The guns are every bit as bonkers. Some of them look like regular FPS weapons, but behave entirely unlike it. Pick up two generic heavy machine guns and one might fire a straight vertical fan of five bullets per shot, while the other shoots piercing ring-lasers straight out of a shmup. Paradoxically, a voodoo skull might act as a standard rifle, while prayer beads act like automatic pistols. The more normal a gun looks, the more likely it is to do something strange when you pull the trigger, and every boss drops their own head, which gives you ten shots of their primary attack to use in the next level. And sometimes, you just get random weapon drops in the levels.
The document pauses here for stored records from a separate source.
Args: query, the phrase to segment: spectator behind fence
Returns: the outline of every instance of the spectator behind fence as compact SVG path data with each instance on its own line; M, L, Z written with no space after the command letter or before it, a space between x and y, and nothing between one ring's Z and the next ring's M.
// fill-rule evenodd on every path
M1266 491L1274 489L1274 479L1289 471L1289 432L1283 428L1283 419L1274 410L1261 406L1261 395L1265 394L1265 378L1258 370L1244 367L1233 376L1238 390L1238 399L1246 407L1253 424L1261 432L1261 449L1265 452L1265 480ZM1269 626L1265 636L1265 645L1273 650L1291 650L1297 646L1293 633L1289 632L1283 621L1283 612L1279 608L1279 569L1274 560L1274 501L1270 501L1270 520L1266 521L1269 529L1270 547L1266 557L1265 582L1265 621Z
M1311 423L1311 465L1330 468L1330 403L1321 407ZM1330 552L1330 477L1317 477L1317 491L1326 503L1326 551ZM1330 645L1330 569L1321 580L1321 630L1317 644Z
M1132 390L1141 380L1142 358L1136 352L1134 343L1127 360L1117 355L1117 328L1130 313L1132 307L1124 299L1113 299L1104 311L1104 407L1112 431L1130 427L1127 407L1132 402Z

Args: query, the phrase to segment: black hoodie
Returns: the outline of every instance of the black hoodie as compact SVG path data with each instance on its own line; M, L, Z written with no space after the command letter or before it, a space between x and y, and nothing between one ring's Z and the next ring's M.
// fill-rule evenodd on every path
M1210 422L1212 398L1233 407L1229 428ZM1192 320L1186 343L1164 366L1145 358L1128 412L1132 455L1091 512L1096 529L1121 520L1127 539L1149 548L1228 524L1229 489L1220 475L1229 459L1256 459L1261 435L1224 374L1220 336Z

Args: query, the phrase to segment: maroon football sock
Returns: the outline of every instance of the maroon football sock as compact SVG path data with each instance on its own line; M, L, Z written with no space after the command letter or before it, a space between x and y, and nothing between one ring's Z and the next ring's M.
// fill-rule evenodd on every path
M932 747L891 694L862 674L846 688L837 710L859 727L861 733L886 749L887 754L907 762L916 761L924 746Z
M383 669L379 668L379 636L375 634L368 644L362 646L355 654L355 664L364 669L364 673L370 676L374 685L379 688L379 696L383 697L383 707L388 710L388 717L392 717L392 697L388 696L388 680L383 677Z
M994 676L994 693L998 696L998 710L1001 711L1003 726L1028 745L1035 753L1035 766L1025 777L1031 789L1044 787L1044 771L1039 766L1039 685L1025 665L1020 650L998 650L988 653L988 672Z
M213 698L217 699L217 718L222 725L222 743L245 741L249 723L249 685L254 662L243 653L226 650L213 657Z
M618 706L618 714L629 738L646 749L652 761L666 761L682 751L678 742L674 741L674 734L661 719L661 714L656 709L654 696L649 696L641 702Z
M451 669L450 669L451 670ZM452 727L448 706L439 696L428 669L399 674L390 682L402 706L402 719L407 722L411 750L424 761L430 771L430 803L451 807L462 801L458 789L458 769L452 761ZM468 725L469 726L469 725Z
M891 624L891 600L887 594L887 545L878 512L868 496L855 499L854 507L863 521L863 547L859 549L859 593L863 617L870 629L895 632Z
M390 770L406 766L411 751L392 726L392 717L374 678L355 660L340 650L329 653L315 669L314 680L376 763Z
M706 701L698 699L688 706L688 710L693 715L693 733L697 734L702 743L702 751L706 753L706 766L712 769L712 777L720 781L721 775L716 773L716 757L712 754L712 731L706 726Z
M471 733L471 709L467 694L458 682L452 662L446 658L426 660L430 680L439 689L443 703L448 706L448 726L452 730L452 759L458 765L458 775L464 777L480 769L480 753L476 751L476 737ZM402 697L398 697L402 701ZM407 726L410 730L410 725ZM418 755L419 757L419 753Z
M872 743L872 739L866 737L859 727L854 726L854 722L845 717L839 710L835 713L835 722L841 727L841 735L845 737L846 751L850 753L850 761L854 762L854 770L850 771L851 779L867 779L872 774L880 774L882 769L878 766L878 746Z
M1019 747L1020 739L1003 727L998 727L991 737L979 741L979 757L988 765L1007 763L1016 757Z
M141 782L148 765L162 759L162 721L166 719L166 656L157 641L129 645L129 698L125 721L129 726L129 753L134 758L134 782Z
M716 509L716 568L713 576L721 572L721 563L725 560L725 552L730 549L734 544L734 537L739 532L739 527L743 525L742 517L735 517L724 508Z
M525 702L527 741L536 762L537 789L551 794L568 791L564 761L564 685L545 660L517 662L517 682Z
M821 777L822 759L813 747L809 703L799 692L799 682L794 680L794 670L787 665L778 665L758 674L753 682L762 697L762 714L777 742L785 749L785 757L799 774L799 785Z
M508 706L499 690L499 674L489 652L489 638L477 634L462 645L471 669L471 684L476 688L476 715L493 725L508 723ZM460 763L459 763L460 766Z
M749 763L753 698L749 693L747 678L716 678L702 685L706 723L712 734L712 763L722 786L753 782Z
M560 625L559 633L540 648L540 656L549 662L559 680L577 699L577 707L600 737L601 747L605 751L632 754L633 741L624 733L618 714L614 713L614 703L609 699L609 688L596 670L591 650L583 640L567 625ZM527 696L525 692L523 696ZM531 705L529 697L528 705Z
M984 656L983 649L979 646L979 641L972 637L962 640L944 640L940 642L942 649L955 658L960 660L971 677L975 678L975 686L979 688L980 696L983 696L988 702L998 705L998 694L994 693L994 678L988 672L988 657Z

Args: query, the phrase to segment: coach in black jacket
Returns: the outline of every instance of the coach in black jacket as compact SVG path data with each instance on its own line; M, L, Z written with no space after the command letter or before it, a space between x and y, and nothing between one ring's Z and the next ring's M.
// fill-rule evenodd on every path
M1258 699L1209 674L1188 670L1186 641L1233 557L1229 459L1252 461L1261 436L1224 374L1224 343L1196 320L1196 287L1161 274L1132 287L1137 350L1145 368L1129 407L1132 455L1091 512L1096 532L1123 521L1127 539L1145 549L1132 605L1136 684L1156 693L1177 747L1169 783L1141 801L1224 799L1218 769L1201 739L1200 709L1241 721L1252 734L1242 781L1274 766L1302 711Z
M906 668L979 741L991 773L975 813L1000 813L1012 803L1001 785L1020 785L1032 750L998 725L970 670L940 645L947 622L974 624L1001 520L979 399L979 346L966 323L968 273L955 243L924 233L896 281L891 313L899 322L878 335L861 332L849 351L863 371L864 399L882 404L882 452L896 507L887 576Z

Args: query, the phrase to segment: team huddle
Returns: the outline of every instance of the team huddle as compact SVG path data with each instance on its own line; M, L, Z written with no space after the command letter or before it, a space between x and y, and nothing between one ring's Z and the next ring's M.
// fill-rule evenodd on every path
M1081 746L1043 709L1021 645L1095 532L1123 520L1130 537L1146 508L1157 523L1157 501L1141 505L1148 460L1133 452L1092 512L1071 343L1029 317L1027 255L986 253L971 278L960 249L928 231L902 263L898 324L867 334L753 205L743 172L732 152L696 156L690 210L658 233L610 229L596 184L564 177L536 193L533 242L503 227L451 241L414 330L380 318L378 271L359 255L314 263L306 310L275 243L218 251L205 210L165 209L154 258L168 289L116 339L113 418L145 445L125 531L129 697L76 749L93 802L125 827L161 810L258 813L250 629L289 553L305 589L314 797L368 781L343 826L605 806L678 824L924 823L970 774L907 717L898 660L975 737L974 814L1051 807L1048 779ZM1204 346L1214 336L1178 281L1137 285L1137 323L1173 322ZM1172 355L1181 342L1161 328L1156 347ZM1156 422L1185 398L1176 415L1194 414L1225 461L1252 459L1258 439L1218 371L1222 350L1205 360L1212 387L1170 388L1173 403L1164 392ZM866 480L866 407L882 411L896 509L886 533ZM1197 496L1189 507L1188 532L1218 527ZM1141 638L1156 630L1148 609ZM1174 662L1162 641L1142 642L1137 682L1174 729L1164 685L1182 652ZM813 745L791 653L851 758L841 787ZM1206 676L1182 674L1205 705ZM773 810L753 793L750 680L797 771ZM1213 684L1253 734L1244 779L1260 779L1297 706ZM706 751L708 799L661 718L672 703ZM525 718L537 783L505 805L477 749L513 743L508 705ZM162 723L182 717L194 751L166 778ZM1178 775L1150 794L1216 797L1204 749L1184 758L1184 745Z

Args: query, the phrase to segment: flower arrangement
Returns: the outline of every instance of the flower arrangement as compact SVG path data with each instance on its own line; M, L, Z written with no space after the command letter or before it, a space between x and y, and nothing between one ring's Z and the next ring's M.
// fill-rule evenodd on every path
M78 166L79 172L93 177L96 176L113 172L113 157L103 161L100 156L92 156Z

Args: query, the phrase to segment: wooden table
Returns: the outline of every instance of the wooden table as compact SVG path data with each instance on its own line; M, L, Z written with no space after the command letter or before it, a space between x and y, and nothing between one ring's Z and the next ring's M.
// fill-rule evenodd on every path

This dovetails into the looting and shooting mechanics. Keeping up kill combos rewards money, Devil May Cry style, and each level has a shopkeeper (who also has a lot of nonsensical, referential voice lines, like babbling about how buying from him raises his Social Link) to sell excess guns to, buy ones you might want, or get rare health and ammo restore pickups that you can save for rainy days. But I found most of my funds best poured into extending maximum ammo pools (each weapon has their own) and expanding my inventory size, letting me carry extra weapons for when, inevitably, one runs out of gun food.

(Image credit: Trunka)

Every individual part of Devilated is weird. Put together it's a sickly fever-dream. Random, nonsensical one-liners don't just pop out of Deer's mouth, but also just in the air whenever an enemy perishes. Your crosshairs wildly spin when you fire. Some secret areas just contain nothing but sassy text. One boss rotates your movement controls 90 degrees until you can climb inside its head and kill its heart, and that's just the first phase of the fight. Everything happens all the time so much and… I like how it feels.

So, is Devilated good, or bad? Yes. I don't think the concept of 'quality' applies to it anymore. Is this a recommendation or a warning? Also yes. Am I enjoying it? Yes. And if you're an FPS sicko like me, you might too.